PURPOSE: To assess the ability of clinical examination, blood biomarkers, electrophysiology, or neuroimaging assessed within 7 days from return of spontaneous circulation (ROSC) to predict poor neurological outcome, defined as death, vegetative state, or severe disability (CPC 3-5) at hospital discharge/1 month or later, in comatose adult survivors from cardiac arrest (CA). METHODS: PubMed, EMBASE, Web of Science, and the Cochrane Database of Systematic Reviews (January 2013-April 2020) were searched. Sensitivity and false-positive rate (FPR) for each predictor were calculated. Due to heterogeneities in recording times, predictor thresholds, and definition of some predictors, meta-analysis was not performed. RESULTS: Ninety-four studies (30,200 patients) were included.

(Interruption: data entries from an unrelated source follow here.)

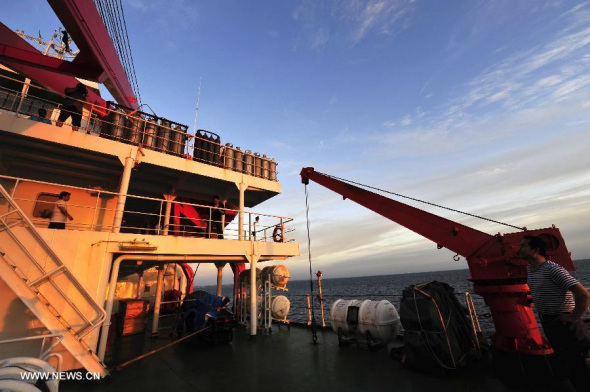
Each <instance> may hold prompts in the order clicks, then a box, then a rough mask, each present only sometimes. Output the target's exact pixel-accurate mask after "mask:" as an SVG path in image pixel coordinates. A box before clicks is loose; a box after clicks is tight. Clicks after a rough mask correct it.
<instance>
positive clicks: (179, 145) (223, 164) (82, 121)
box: [0, 75, 277, 181]
mask: <svg viewBox="0 0 590 392" xmlns="http://www.w3.org/2000/svg"><path fill="white" fill-rule="evenodd" d="M6 83H11V84H12V85H13V86H21V87H22V86H25V85H27V86H28V88H23V89H22V90H21V91H17V90H14V89H9V88H6V87H2V86H0V109H4V110H8V111H12V112H15V113H16V114H17V115H21V116H30V117H35V116H38V110H39V109H45V110H46V111H47V117H46V118H47V120H49V121H50V122H51V123H52V124H54V125H58V126H62V125H60V124H58V118H59V115H60V113H61V112H63V111H66V109H64V108H63V105H62V102H64V100H65V99H68V100H74V99H73V98H71V97H65V96H64V95H60V94H56V93H54V92H52V91H49V90H47V89H44V88H42V87H39V86H35V85H32V84H30V83H29V84H26V83H25V82H22V81H20V80H18V79H15V78H11V77H8V76H5V75H0V85H1V84H6ZM23 91H26V92H23ZM80 102H82V101H80ZM83 103H84V107H85V109H86V110H84V111H83V113H82V120H81V125H80V127H79V128H78V129H77V130H78V131H81V132H86V133H88V134H91V135H95V136H100V137H103V138H106V139H111V140H116V141H119V142H121V143H126V144H132V145H137V146H141V147H142V148H146V149H150V150H155V151H159V152H162V153H165V154H169V155H175V156H178V157H182V158H184V159H189V160H194V161H197V162H201V163H205V164H208V165H212V166H217V167H222V168H224V169H227V170H232V171H235V172H239V173H244V174H248V175H252V176H255V177H260V178H263V179H266V180H270V181H277V163H276V161H275V160H274V159H272V158H268V157H267V156H266V155H265V154H262V155H261V154H259V153H257V152H254V153H253V152H252V151H251V150H244V151H243V150H242V149H241V148H240V147H235V148H234V146H233V145H232V144H231V143H225V144H222V141H221V138H220V137H219V136H218V135H217V134H215V133H213V132H209V131H206V130H202V129H200V130H197V131H196V132H195V135H192V134H190V133H188V126H186V125H183V124H180V123H176V122H174V121H171V120H168V119H165V118H162V117H158V116H156V115H155V114H149V113H145V112H142V111H139V110H133V109H130V108H126V107H124V106H121V105H117V104H115V103H112V102H109V103H107V107H103V106H98V105H94V104H92V103H89V102H83ZM37 121H39V120H37ZM65 125H66V126H68V127H70V126H71V121H70V120H67V121H66V123H65Z"/></svg>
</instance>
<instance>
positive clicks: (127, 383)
mask: <svg viewBox="0 0 590 392" xmlns="http://www.w3.org/2000/svg"><path fill="white" fill-rule="evenodd" d="M169 342H170V340H169V339H167V338H166V337H161V338H159V339H158V342H157V343H155V344H156V345H158V346H162V345H164V344H166V343H169ZM318 343H319V344H317V345H314V344H312V338H311V332H310V330H309V329H307V328H303V327H297V326H293V327H291V328H290V329H287V328H286V327H284V326H283V327H281V329H280V330H279V329H277V327H273V333H272V334H270V335H267V336H260V335H259V336H256V337H254V338H251V337H250V336H248V334H247V332H246V331H245V330H243V329H238V330H236V331H235V334H234V340H233V342H232V343H230V344H226V345H221V346H203V345H199V344H193V343H190V342H181V343H179V344H178V345H175V346H172V347H170V348H167V349H165V350H163V351H161V352H159V353H157V354H154V355H152V356H150V357H147V358H145V359H142V360H141V361H139V362H136V363H134V364H132V365H130V366H128V367H125V368H124V369H122V370H121V371H119V372H113V373H112V375H111V377H110V380H108V381H107V382H105V383H102V384H99V383H96V382H83V381H62V382H61V383H60V390H61V391H64V392H67V391H79V390H84V391H85V392H91V391H105V390H108V391H113V392H117V391H125V392H128V391H175V392H184V391H187V392H188V391H191V392H192V391H234V390H239V391H257V392H259V391H277V390H280V391H297V392H303V391H338V392H346V391H351V392H352V391H355V392H356V391H396V392H397V391H400V392H403V391H408V392H410V391H412V392H416V391H437V392H443V391H449V392H450V391H453V392H455V391H474V392H475V391H482V392H483V391H494V392H498V391H508V390H509V389H507V388H506V387H505V386H504V385H503V384H502V383H501V382H500V381H499V380H498V379H496V378H495V377H494V376H493V375H492V374H491V373H490V372H489V370H488V367H487V365H486V363H485V361H481V362H480V363H478V364H476V365H475V366H473V367H470V368H467V369H461V370H459V371H458V372H457V373H454V374H449V375H446V376H444V377H435V376H430V375H426V374H422V373H418V372H414V371H410V370H407V369H404V368H403V367H401V365H400V364H399V363H397V362H395V361H393V360H392V359H391V358H390V357H389V355H388V353H387V351H386V350H385V349H381V350H379V351H376V352H372V351H369V350H368V348H367V346H366V345H362V344H361V345H359V346H358V347H357V346H356V345H354V344H353V345H350V346H345V347H339V345H338V338H337V337H336V335H335V334H334V333H333V332H332V331H330V330H325V331H319V332H318ZM112 358H114V357H112ZM119 359H121V358H119Z"/></svg>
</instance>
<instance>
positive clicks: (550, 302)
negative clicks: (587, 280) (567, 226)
mask: <svg viewBox="0 0 590 392" xmlns="http://www.w3.org/2000/svg"><path fill="white" fill-rule="evenodd" d="M546 249H547V248H546V245H545V241H543V239H542V238H540V237H535V236H526V237H524V238H523V239H522V241H521V242H520V248H519V254H520V257H522V258H523V259H525V260H526V261H527V262H528V266H527V273H528V284H529V288H530V289H531V294H532V295H533V304H534V306H535V310H536V312H537V314H538V315H539V318H540V319H541V324H542V325H543V331H544V332H545V336H546V337H547V339H548V340H549V342H550V343H551V346H553V349H554V350H555V354H556V356H557V358H558V360H559V361H560V363H563V364H567V371H568V377H569V379H570V381H571V382H572V385H573V386H574V388H575V389H576V390H577V391H587V390H588V389H587V388H588V385H590V377H589V375H588V369H587V368H586V357H587V356H588V350H589V349H590V333H589V332H588V329H587V328H586V325H585V324H584V322H583V321H582V316H583V315H584V313H586V311H587V309H588V305H589V304H590V294H589V293H588V290H586V288H585V287H584V286H582V284H581V283H580V282H578V280H577V279H576V278H574V277H573V276H571V275H570V274H569V272H567V271H566V270H565V269H564V268H563V267H561V266H560V265H559V264H556V263H554V262H552V261H549V260H547V253H546V251H547V250H546Z"/></svg>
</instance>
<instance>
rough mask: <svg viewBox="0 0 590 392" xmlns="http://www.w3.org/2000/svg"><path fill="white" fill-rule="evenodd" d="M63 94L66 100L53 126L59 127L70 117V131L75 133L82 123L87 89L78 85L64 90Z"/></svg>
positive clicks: (85, 99)
mask: <svg viewBox="0 0 590 392" xmlns="http://www.w3.org/2000/svg"><path fill="white" fill-rule="evenodd" d="M65 92H66V96H67V98H66V99H65V101H64V104H63V106H62V107H61V113H60V114H59V118H58V119H57V123H56V124H55V125H57V126H58V127H61V126H62V125H63V123H64V121H66V120H67V119H68V117H70V116H71V117H72V129H73V130H74V131H77V130H78V128H79V127H80V124H81V122H82V107H83V106H84V102H83V101H86V97H87V96H88V89H87V88H86V86H85V85H84V84H83V83H78V84H77V85H76V87H68V88H66V91H65Z"/></svg>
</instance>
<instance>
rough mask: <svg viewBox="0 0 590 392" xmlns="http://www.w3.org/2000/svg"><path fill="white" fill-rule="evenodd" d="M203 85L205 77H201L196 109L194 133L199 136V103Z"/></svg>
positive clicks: (194, 124)
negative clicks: (198, 135)
mask: <svg viewBox="0 0 590 392" xmlns="http://www.w3.org/2000/svg"><path fill="white" fill-rule="evenodd" d="M201 84H203V77H202V76H201V77H199V90H198V91H197V107H196V108H195V123H194V125H193V132H194V133H195V135H196V134H197V117H198V115H199V101H200V99H201Z"/></svg>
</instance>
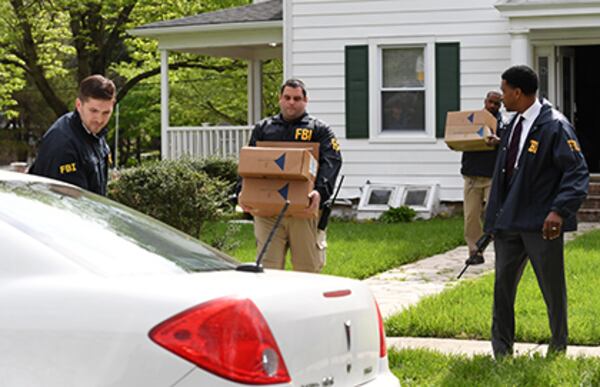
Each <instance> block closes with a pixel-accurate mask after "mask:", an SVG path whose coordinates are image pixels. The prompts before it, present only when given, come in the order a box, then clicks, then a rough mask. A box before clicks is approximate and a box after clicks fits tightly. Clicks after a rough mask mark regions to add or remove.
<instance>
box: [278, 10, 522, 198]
mask: <svg viewBox="0 0 600 387" xmlns="http://www.w3.org/2000/svg"><path fill="white" fill-rule="evenodd" d="M284 1H285V2H286V3H287V7H286V9H287V13H286V15H285V21H284V23H286V24H288V23H291V27H290V24H288V28H289V31H290V33H289V34H288V36H287V37H286V42H285V44H287V45H288V46H287V49H288V50H289V56H288V57H287V58H288V60H291V63H287V64H286V68H287V71H288V74H287V75H288V76H294V77H300V78H302V79H303V80H304V81H305V82H306V83H307V85H308V89H309V98H310V100H309V106H308V108H309V111H310V112H311V113H312V114H314V115H316V116H318V117H319V118H321V119H323V120H325V121H327V122H328V123H329V124H330V125H331V127H332V129H333V130H334V131H335V132H336V135H337V136H338V138H339V139H340V143H341V146H342V153H343V158H344V165H343V169H342V173H343V174H344V175H346V181H345V183H344V189H343V190H342V195H344V196H351V195H356V194H358V192H359V190H358V189H359V187H361V186H362V185H364V183H365V182H366V181H367V180H371V181H374V182H384V181H385V182H400V183H434V182H437V183H439V184H440V186H441V199H442V200H449V201H455V200H462V178H461V176H460V172H459V171H460V153H457V152H453V151H451V150H449V149H448V148H447V147H446V146H445V144H444V142H443V140H437V141H433V140H429V141H422V142H418V141H414V140H413V141H411V142H402V140H398V141H396V142H392V143H381V142H374V141H369V140H367V139H365V140H355V139H352V140H346V139H345V103H344V93H345V90H344V47H345V46H347V45H352V44H368V43H369V41H370V40H374V39H375V40H376V39H396V38H397V39H406V38H414V39H422V38H424V37H427V38H431V37H433V38H434V40H435V42H460V56H461V81H460V83H461V109H462V110H470V109H480V108H482V103H483V97H484V95H485V93H486V92H487V91H488V90H491V89H498V87H499V84H500V74H501V73H502V71H503V70H504V69H505V68H506V67H508V66H509V65H510V36H509V34H508V32H507V31H508V21H507V20H506V19H504V18H502V17H501V16H500V14H499V12H498V11H497V10H496V9H495V8H494V3H496V0H453V1H449V0H284ZM371 114H378V113H377V112H371Z"/></svg>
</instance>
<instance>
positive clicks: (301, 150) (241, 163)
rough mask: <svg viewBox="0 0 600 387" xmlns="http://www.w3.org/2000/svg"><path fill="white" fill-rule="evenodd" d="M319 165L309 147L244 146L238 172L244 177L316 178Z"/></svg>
mask: <svg viewBox="0 0 600 387" xmlns="http://www.w3.org/2000/svg"><path fill="white" fill-rule="evenodd" d="M317 167H318V162H317V160H315V158H314V157H313V155H312V154H311V153H310V152H309V151H308V149H293V148H263V147H243V148H242V149H241V150H240V162H239V165H238V174H239V175H240V176H242V177H244V178H248V177H252V178H266V179H286V180H315V179H316V177H317Z"/></svg>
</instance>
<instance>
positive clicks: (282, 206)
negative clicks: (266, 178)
mask: <svg viewBox="0 0 600 387" xmlns="http://www.w3.org/2000/svg"><path fill="white" fill-rule="evenodd" d="M313 188H314V182H313V181H311V180H305V181H302V180H283V179H254V178H244V180H243V181H242V192H241V193H240V198H239V200H240V204H241V205H243V206H245V207H248V208H250V209H251V211H250V213H251V214H252V215H254V216H276V215H278V214H279V212H281V209H282V208H283V205H284V204H285V201H286V200H289V201H290V206H289V207H288V210H287V212H286V216H291V217H297V218H313V217H317V216H318V213H319V210H318V209H317V210H316V211H315V212H314V213H306V212H305V209H306V208H307V207H308V203H309V200H308V194H309V193H310V192H311V191H312V190H313Z"/></svg>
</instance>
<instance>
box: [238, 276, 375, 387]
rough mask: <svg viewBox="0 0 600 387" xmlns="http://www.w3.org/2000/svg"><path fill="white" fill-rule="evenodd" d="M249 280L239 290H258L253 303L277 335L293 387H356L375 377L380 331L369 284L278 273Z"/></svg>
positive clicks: (279, 344)
mask: <svg viewBox="0 0 600 387" xmlns="http://www.w3.org/2000/svg"><path fill="white" fill-rule="evenodd" d="M247 276H249V277H251V282H253V284H244V282H245V281H243V280H242V278H240V281H241V282H238V283H237V285H238V286H242V287H246V286H249V287H250V288H254V291H253V292H252V293H253V295H252V298H253V301H254V302H255V303H256V305H257V306H258V308H259V309H260V311H261V312H262V313H263V315H264V316H265V319H266V320H267V323H268V324H269V326H270V328H271V330H272V332H273V335H274V336H275V339H276V341H277V344H278V345H279V348H280V350H281V353H282V355H283V358H284V361H285V363H286V366H287V368H288V371H289V373H290V376H291V378H292V382H293V383H294V385H299V386H310V385H319V386H321V385H323V386H327V385H330V384H328V383H331V384H333V383H335V385H342V386H356V385H360V384H363V383H365V382H367V381H369V380H371V379H373V378H375V377H376V375H377V373H378V368H377V367H378V360H379V340H380V338H379V326H378V320H377V310H376V306H375V301H374V299H373V296H372V295H371V293H370V292H369V290H368V288H367V287H366V286H365V285H363V284H361V283H359V282H358V281H350V280H347V279H343V278H337V277H329V276H310V275H305V274H300V273H283V272H278V271H270V272H268V273H267V274H266V275H264V277H265V278H262V279H261V278H260V277H261V275H258V276H257V275H253V274H247ZM236 282H237V281H236ZM254 282H263V283H264V284H268V286H267V287H263V286H258V287H257V284H256V283H254ZM238 286H236V287H238Z"/></svg>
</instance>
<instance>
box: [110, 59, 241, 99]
mask: <svg viewBox="0 0 600 387" xmlns="http://www.w3.org/2000/svg"><path fill="white" fill-rule="evenodd" d="M233 67H234V66H211V65H207V64H203V63H197V62H179V63H173V64H170V65H169V70H177V69H180V68H200V69H204V70H214V71H217V72H220V73H221V72H224V71H226V70H230V69H232V68H233ZM157 74H160V67H155V68H153V69H151V70H148V71H145V72H143V73H140V74H138V75H136V76H135V77H133V78H131V79H130V80H128V81H127V82H126V83H125V84H124V85H123V86H122V87H121V88H120V89H119V92H118V93H117V101H120V100H122V99H123V98H125V96H126V95H127V93H129V91H130V90H131V89H132V88H133V87H134V86H135V85H137V84H138V83H139V82H141V81H143V80H144V79H147V78H150V77H153V76H155V75H157Z"/></svg>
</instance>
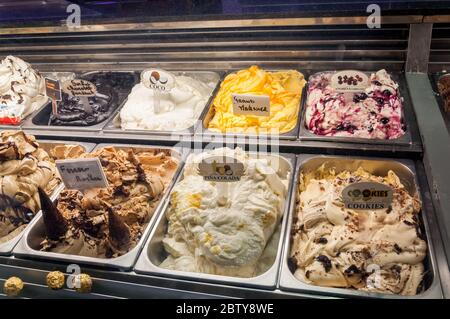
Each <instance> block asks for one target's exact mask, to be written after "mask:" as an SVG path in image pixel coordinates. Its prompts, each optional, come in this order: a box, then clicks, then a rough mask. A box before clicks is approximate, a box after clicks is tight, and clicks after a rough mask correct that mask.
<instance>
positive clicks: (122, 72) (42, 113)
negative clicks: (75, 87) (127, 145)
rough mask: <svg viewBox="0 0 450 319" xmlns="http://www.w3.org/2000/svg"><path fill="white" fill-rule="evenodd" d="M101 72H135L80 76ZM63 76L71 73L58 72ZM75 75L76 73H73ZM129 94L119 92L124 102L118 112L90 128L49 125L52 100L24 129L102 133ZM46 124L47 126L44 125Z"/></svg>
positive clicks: (83, 127) (52, 130)
mask: <svg viewBox="0 0 450 319" xmlns="http://www.w3.org/2000/svg"><path fill="white" fill-rule="evenodd" d="M101 72H115V73H134V71H91V72H86V73H82V74H80V76H87V75H91V74H95V73H101ZM58 73H61V74H70V72H58ZM72 74H75V73H72ZM128 93H129V92H119V99H120V100H122V102H120V101H119V105H118V106H117V108H116V110H114V111H113V112H112V113H111V115H110V116H109V118H108V119H106V120H104V121H102V122H100V123H97V124H94V125H90V126H78V125H72V126H69V125H48V124H47V123H48V121H49V118H50V115H51V112H52V107H51V102H50V100H49V101H48V102H47V103H46V104H45V105H44V106H43V107H42V108H40V109H39V110H37V111H36V112H35V113H34V114H32V116H29V117H28V118H27V120H26V121H24V122H23V126H22V127H23V128H24V129H30V130H41V129H42V130H50V131H84V132H100V131H101V130H102V129H103V127H105V126H106V125H107V123H108V122H109V120H110V118H112V117H113V116H114V114H115V112H116V111H117V110H118V109H120V108H121V105H122V104H123V103H124V102H123V101H124V100H126V96H127V95H128ZM43 123H45V124H43Z"/></svg>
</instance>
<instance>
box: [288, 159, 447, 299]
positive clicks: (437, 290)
mask: <svg viewBox="0 0 450 319" xmlns="http://www.w3.org/2000/svg"><path fill="white" fill-rule="evenodd" d="M324 163H326V164H325V165H326V168H328V167H330V168H334V169H335V171H336V173H339V172H341V171H344V170H348V171H355V170H356V169H357V168H358V167H362V168H363V169H365V170H366V171H368V172H369V173H372V174H375V175H381V176H386V175H387V173H388V171H389V170H392V171H394V172H395V174H397V176H398V177H399V178H400V180H401V182H402V184H403V185H404V186H405V188H406V190H407V191H408V192H409V193H410V194H411V195H413V194H418V196H419V198H420V195H421V194H420V192H421V191H420V189H419V186H418V183H417V179H416V176H415V174H416V173H415V167H414V162H413V161H410V160H391V159H377V158H364V157H343V156H325V155H319V156H318V155H299V156H298V158H297V168H296V172H295V181H294V183H295V186H294V188H293V194H292V197H291V209H290V213H289V216H288V225H287V229H288V231H286V233H285V236H286V237H285V246H284V255H283V261H282V266H281V276H280V289H282V290H289V291H296V292H303V293H313V294H323V295H332V296H338V297H370V298H442V290H441V284H440V281H439V275H438V272H437V268H436V267H437V266H436V265H437V264H436V260H435V252H434V247H433V243H432V241H431V238H430V231H432V229H431V228H430V225H429V224H428V221H427V216H428V215H429V214H432V213H433V212H431V211H426V209H425V205H423V206H422V212H421V214H420V220H421V222H422V225H421V226H423V229H422V230H423V233H424V234H425V236H426V241H427V245H428V254H427V257H426V259H425V260H424V265H425V276H424V279H423V285H422V286H423V288H424V289H423V292H421V293H419V294H418V295H416V296H400V295H391V294H383V293H375V292H364V291H358V290H355V289H346V288H329V287H322V286H315V285H311V284H307V283H304V282H302V281H301V280H299V279H297V278H296V277H295V276H294V274H293V273H292V272H291V270H290V269H289V266H288V259H289V257H290V254H291V245H292V236H291V230H292V227H293V225H294V219H295V218H296V216H297V207H296V206H297V200H298V183H299V181H300V173H301V172H304V173H308V172H311V171H315V170H316V169H317V168H319V167H320V166H321V165H322V164H324Z"/></svg>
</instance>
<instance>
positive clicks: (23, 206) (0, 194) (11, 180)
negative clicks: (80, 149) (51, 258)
mask: <svg viewBox="0 0 450 319" xmlns="http://www.w3.org/2000/svg"><path fill="white" fill-rule="evenodd" d="M68 150H71V151H68ZM52 151H54V152H55V154H56V153H64V155H65V156H77V155H78V154H79V153H80V152H81V150H80V149H79V146H72V145H71V146H68V145H59V146H58V147H57V149H56V148H55V149H51V150H50V152H52ZM54 159H56V158H53V157H52V155H49V153H47V152H46V151H45V150H44V149H43V148H42V147H40V146H39V144H38V143H37V142H36V139H35V138H34V136H32V135H27V134H25V133H24V132H23V131H5V132H2V133H0V243H4V242H7V241H9V240H11V239H12V238H14V237H15V236H17V235H18V234H19V233H20V232H21V231H22V230H23V228H25V226H26V225H27V224H28V223H29V222H30V221H31V219H32V218H33V217H34V215H35V214H36V213H37V212H38V211H39V209H40V203H39V196H38V188H39V187H40V188H42V189H44V190H45V192H46V193H47V194H51V193H52V192H53V191H54V190H55V188H56V187H57V186H58V185H59V184H60V182H61V180H60V178H59V177H58V173H57V171H56V167H55V164H54Z"/></svg>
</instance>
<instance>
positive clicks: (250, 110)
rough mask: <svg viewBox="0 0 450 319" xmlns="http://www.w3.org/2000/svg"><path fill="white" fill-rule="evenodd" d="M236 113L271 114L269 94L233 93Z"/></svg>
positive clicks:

Bilaterally absent pupillary or corneal reflexes after day 4 from ROSC, high blood values of neuron-specific enolase from 24 h after ROSC, absent N20 waves of short-latency somatosensory-evoked potentials (SSEPs) or unequivocal seizures on electroencephalogram (EEG) from the day of ROSC, EEG background suppression or burst-suppression from 24 h after ROSC, diffuse cerebral oedema on brain CT from 2 h after ROSC, or reduced diffusion on brain MRI at 2-5 days after ROSC had 0% FPR for poor outcome in most studies. Risk of bias assessed using the QUIPS tool was high for all predictors. CONCLUSION: In comatose resuscitated patients, clinical, biochemical, neurophysiological, and radiological tests have a potential to predict poor neurological outcome with no false-positive predictions within the first week after CA. Guidelines should consider the methodological concerns and limited sensitivity for individual modalities. (PROSPERO CRD42019141169).